Please know that I have made a lot of assumptions about men and women here. I am very aware that the roles of desire can be reversed. We will deal with that in time. This is just a response to a sincere wife that was really wrestling with some hurt feelings from someone that she loves but was not able to understand.
Finally, on a personal note: I read Maxim for the first time when Connie and I got married. I was interested in the sex tips and tricks and articles. I was a newly married man, and all that they were talking about was finally “legal” for me. The Holy Spirit, however, convicted me. The truth is that the women on the cover and in the pages caught my eye. I knew that I had to make a change when I could sense a slight arousal from the magazine that I walked into the bedroom and completed. In all honesty, I have NEVER thought about another woman when I have had sex with Connie.
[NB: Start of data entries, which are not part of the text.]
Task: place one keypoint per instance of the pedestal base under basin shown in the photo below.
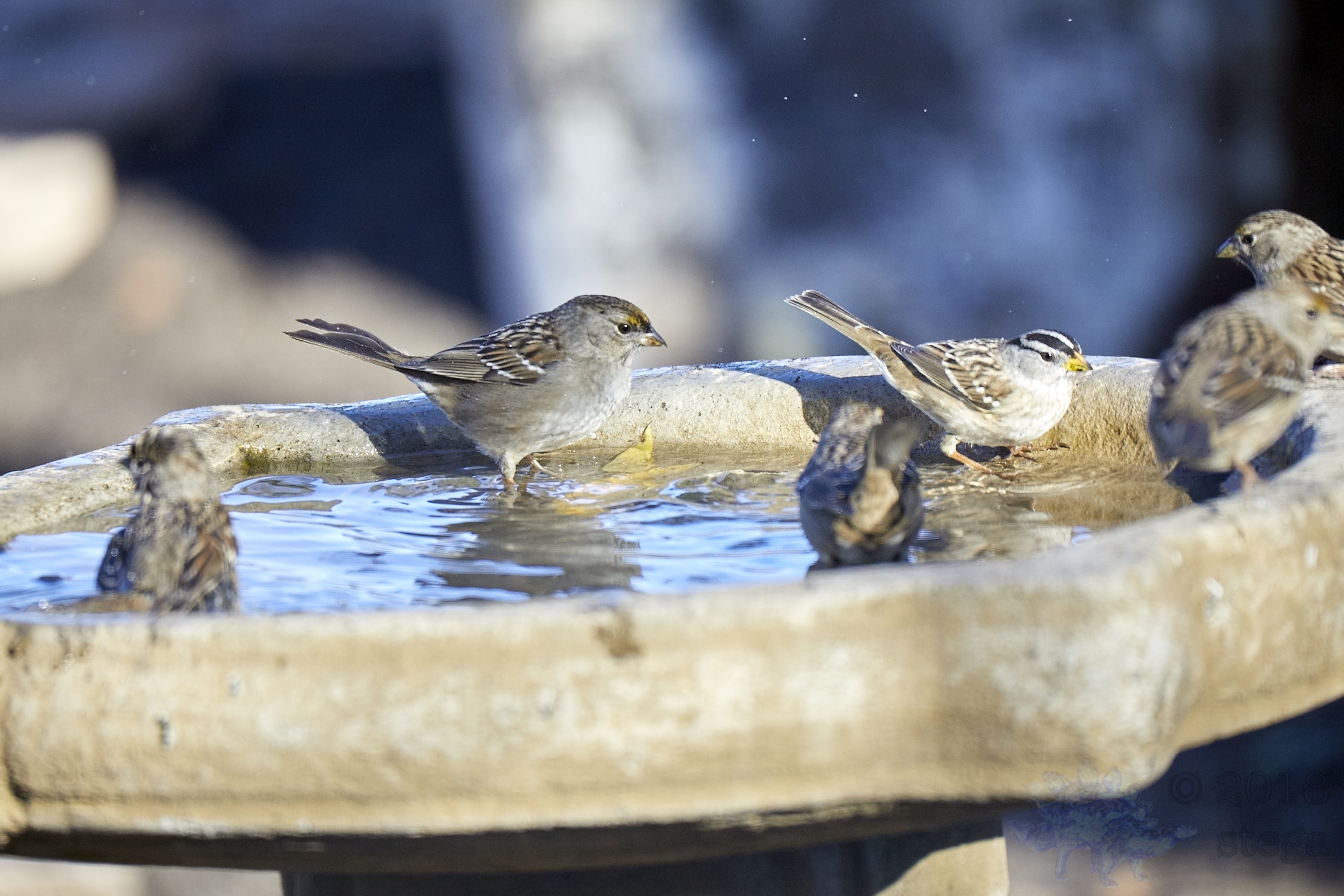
(969, 860)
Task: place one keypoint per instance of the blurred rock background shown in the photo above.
(180, 179)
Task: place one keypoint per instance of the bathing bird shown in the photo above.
(1233, 380)
(178, 551)
(1283, 247)
(983, 391)
(859, 495)
(533, 386)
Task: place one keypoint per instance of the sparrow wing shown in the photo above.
(210, 559)
(1228, 368)
(828, 488)
(515, 353)
(1322, 266)
(968, 370)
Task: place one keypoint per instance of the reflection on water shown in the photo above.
(412, 538)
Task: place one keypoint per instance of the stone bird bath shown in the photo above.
(894, 711)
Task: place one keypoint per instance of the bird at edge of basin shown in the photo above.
(859, 495)
(529, 387)
(1234, 378)
(178, 551)
(1001, 392)
(1279, 247)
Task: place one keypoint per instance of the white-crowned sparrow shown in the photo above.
(1232, 383)
(859, 495)
(178, 551)
(533, 386)
(983, 391)
(1280, 247)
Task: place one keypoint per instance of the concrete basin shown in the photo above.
(634, 730)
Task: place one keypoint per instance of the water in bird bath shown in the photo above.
(385, 538)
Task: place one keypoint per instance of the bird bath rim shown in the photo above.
(634, 729)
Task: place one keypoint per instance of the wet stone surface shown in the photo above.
(444, 532)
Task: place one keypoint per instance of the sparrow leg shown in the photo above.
(1024, 452)
(949, 447)
(1249, 476)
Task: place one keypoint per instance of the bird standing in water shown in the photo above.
(178, 551)
(859, 495)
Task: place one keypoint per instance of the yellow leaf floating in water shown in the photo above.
(635, 458)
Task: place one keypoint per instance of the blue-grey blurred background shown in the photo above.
(180, 179)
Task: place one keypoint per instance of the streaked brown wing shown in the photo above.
(1238, 386)
(517, 353)
(210, 558)
(1236, 363)
(969, 370)
(1323, 264)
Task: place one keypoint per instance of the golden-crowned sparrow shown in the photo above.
(1279, 247)
(984, 391)
(1232, 383)
(859, 495)
(178, 551)
(534, 386)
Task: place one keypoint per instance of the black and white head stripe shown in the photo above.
(1050, 344)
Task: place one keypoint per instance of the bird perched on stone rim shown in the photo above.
(983, 391)
(533, 386)
(859, 495)
(1234, 378)
(178, 552)
(1279, 247)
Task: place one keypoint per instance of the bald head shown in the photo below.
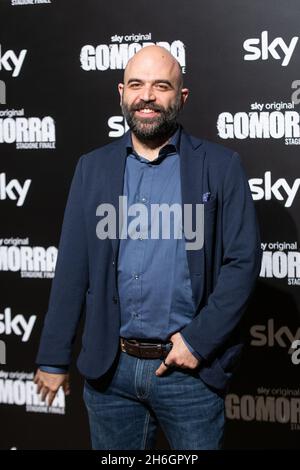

I have, however, had flashes that have popped up during our intimate times. To be ultimately honest, I actually lost feeling because I shifted focus to cast them down. I knew that such thoughts were a sin that God would not be pleased with. The magazine had to go along with all of the covers, and monthly girls (even though partially clothed). I knew that I could gain the knowledge I was seeking without having to compromise my Exclusivity standard in the process. That life lesson is a big part of why we began this group in the first place.
I hope this helps foster some real discussions and communications with your spouse.